Hi, can you guys please remove the WEBHOOKS notices from the Store Activity section?
Users are thinking theres some issue with my app. It's quite frustrating.
Those event messages (audit log if we may call it that) are quite useful I'd say. It would only ever show up there when your app creates these webhook notifications i.e. most likely upon installation, and that's it. You could use on-boarding and present users with some information to re-assure them what will happen and that such store activity logs are absolutely normal.
Hi Karl, thanks for the feedback - I was mainly addressing the Support team in this matter.
I would argue the opposite. Merchants do not even know what a webhook is. When they install an app they agree to allow certain parts of their store to be monitored. No need for more info than that.

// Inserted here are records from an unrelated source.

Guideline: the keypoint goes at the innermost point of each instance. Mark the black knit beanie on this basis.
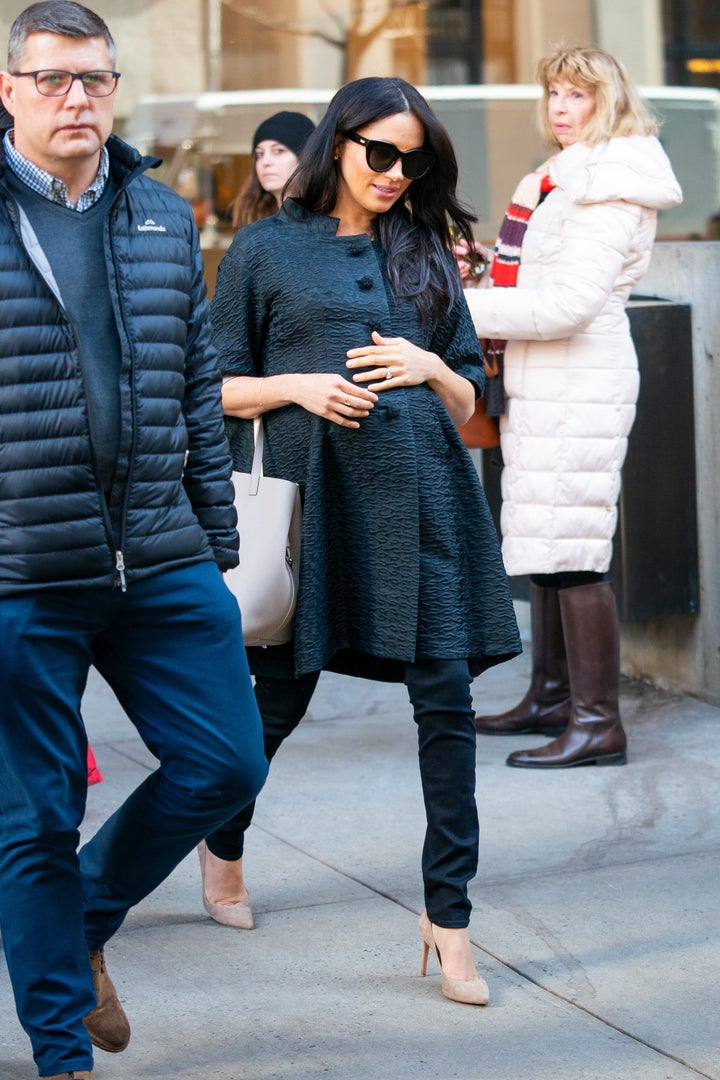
(290, 129)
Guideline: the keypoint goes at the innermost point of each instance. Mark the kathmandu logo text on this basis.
(151, 227)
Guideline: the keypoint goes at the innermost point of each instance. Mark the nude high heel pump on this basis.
(471, 991)
(238, 915)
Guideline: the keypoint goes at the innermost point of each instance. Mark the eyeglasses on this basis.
(58, 83)
(382, 156)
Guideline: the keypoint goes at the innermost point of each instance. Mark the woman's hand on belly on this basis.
(333, 397)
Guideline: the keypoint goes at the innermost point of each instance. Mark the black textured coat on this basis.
(399, 555)
(171, 502)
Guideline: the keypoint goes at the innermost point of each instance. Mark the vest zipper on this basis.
(120, 567)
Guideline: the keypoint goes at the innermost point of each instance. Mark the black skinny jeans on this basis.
(443, 709)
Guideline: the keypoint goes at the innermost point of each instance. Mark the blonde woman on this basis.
(575, 242)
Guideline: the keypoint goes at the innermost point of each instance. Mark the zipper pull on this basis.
(120, 567)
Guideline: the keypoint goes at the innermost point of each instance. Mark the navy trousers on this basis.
(171, 648)
(443, 709)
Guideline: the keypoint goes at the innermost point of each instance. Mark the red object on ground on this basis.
(94, 774)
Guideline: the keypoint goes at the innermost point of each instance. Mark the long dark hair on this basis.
(415, 233)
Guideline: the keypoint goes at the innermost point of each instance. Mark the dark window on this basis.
(692, 42)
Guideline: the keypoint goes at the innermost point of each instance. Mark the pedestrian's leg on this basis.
(176, 660)
(282, 702)
(439, 692)
(43, 782)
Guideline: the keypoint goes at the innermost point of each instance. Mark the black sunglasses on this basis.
(382, 156)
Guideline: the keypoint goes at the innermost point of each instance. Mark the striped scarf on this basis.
(504, 271)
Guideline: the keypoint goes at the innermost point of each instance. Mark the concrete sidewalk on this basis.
(596, 920)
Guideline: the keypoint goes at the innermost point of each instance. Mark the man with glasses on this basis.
(116, 521)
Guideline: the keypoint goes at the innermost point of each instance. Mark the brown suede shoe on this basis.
(107, 1024)
(76, 1075)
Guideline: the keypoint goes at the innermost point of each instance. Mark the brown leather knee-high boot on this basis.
(595, 734)
(545, 709)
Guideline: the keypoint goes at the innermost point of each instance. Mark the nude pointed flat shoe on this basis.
(470, 991)
(238, 914)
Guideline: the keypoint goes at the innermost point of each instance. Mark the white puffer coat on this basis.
(571, 372)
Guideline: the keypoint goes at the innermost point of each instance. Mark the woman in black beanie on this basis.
(275, 147)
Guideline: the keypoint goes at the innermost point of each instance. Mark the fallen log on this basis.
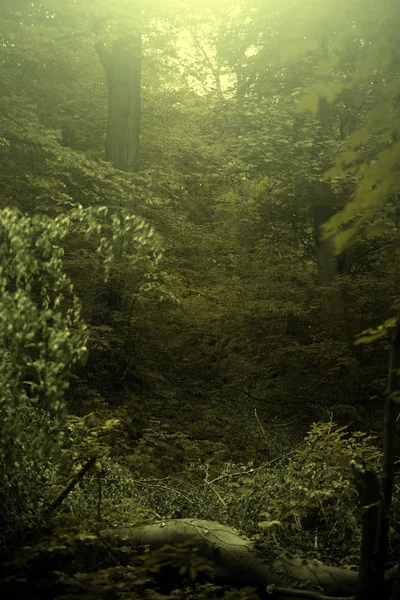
(236, 562)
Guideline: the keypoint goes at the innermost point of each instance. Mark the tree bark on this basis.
(123, 71)
(236, 561)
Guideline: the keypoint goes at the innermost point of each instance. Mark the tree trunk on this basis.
(236, 562)
(123, 72)
(327, 262)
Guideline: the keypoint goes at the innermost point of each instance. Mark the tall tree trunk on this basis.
(123, 71)
(327, 262)
(323, 207)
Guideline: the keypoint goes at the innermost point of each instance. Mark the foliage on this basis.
(42, 337)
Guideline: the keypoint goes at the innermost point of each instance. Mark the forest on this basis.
(199, 299)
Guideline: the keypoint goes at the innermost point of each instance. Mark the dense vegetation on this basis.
(199, 234)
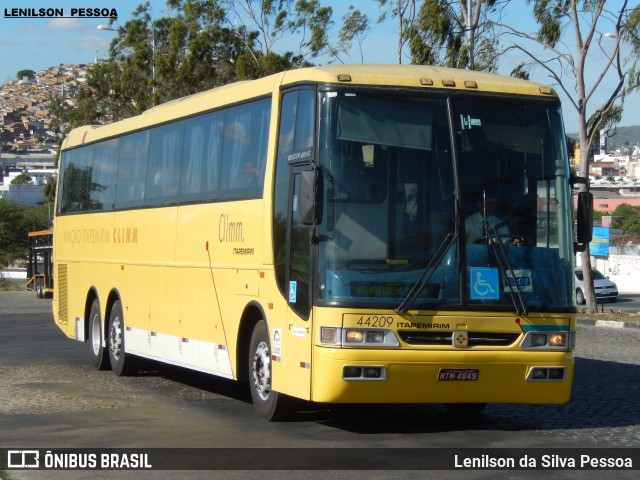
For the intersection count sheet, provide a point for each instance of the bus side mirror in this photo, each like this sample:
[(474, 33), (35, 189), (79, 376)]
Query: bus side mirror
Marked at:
[(584, 221), (310, 206)]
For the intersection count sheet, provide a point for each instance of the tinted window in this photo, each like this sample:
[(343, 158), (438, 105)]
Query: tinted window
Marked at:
[(132, 169)]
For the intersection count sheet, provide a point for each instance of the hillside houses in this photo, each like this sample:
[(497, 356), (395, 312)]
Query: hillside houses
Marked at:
[(24, 116)]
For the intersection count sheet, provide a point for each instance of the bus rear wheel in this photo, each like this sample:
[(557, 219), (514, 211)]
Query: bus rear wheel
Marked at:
[(268, 403), (99, 355), (122, 363)]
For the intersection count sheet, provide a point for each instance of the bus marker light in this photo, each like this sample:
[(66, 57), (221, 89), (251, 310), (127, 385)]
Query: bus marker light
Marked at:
[(372, 372), (375, 336), (539, 374), (330, 335), (556, 374), (354, 336), (351, 372)]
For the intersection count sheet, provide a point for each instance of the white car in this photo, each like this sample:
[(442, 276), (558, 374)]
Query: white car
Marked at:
[(605, 288)]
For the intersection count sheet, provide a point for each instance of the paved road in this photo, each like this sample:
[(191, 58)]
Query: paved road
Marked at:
[(50, 397)]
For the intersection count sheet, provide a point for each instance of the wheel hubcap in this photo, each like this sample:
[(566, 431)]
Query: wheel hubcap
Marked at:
[(95, 334), (261, 371), (115, 338)]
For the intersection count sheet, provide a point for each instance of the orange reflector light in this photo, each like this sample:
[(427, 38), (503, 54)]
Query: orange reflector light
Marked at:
[(354, 336), (557, 339)]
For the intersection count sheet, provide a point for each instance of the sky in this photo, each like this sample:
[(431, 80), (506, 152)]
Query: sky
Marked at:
[(40, 43)]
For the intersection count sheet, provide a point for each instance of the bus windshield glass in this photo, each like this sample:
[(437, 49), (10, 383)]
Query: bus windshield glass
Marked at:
[(459, 199)]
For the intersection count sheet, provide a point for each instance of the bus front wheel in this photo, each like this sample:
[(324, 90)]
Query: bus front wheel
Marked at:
[(99, 355), (121, 362), (268, 403)]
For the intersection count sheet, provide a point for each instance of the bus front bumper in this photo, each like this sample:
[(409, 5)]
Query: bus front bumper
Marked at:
[(470, 376)]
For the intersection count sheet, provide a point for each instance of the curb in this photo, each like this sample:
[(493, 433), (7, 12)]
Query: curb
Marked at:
[(607, 323)]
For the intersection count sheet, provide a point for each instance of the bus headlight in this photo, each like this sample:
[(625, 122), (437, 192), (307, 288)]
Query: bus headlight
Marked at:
[(358, 337), (548, 340)]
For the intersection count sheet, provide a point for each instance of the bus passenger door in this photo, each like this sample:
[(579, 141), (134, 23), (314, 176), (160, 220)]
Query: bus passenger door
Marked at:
[(298, 339)]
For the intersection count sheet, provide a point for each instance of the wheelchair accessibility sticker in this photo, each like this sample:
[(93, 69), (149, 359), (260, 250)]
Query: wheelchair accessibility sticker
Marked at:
[(483, 283)]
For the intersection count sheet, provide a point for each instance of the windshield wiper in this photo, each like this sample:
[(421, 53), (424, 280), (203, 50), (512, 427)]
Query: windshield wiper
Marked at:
[(420, 283), (495, 241)]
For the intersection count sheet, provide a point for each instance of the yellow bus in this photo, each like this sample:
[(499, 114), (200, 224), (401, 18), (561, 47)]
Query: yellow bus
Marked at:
[(310, 233)]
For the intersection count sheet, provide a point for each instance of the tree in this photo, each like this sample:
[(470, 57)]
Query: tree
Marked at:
[(201, 44), (456, 34), (22, 179), (570, 37), (355, 25), (16, 220), (404, 11)]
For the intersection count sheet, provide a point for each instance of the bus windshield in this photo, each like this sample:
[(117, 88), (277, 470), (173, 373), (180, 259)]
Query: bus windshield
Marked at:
[(460, 199)]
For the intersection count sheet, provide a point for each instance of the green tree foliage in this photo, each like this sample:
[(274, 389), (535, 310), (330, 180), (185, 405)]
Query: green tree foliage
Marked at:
[(627, 219), (355, 26), (199, 44), (16, 220), (450, 34), (404, 12), (22, 179), (572, 37)]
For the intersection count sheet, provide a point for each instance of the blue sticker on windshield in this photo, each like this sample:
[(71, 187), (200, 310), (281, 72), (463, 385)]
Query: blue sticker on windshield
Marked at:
[(293, 291), (483, 283)]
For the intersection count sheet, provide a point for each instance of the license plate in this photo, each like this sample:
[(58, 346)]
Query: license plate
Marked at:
[(458, 374)]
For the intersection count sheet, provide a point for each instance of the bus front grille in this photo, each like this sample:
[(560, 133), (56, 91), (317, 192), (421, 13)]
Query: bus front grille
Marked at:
[(489, 339)]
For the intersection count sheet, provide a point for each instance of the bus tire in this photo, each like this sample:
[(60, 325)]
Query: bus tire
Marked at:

Also, my apps turn webhooks on and off, ALOT - otherwise how do you prevent getting another webhook response when you just updated a product? For every product update, I have to deal with another webhook response coming into my system. When the numbers are massive, you're talking about millions of useless responses daily that my system has to reprocess and say 'oh yeah we just did this' and of course in codeworld its never that simple (not to mention the extra processing power to deal with it).
Also, my apps turn webhooks on and off, ALOT - otherwise how do you prevent getting another webhook response when you just updated a product? For every product update, I have to deal with another webhook response coming into my system.
And there you have it. That is the real underlying issue. Not the fact that the activity log displays... activity logs... as it should, but that your app is spamming the activity log by unsubscribing from and subscribing to webhook events as a means of avoiding self-recursive updates. And yes, users should feel uneasy if their activity log goes bananas - that's one of the points of having one!
Yes, your app will have to deal with the 'oh yeah we just did this' whether you choose to check for updated_at (very fragile approach) or sleep your webhook handler for a bit and for a particular product ID (a tad less fragile, can work but scales like a ****) or actually maintain an ephemeral state correlating webhook events to requests dispatched from the handler to match the follow up event (your terminal case).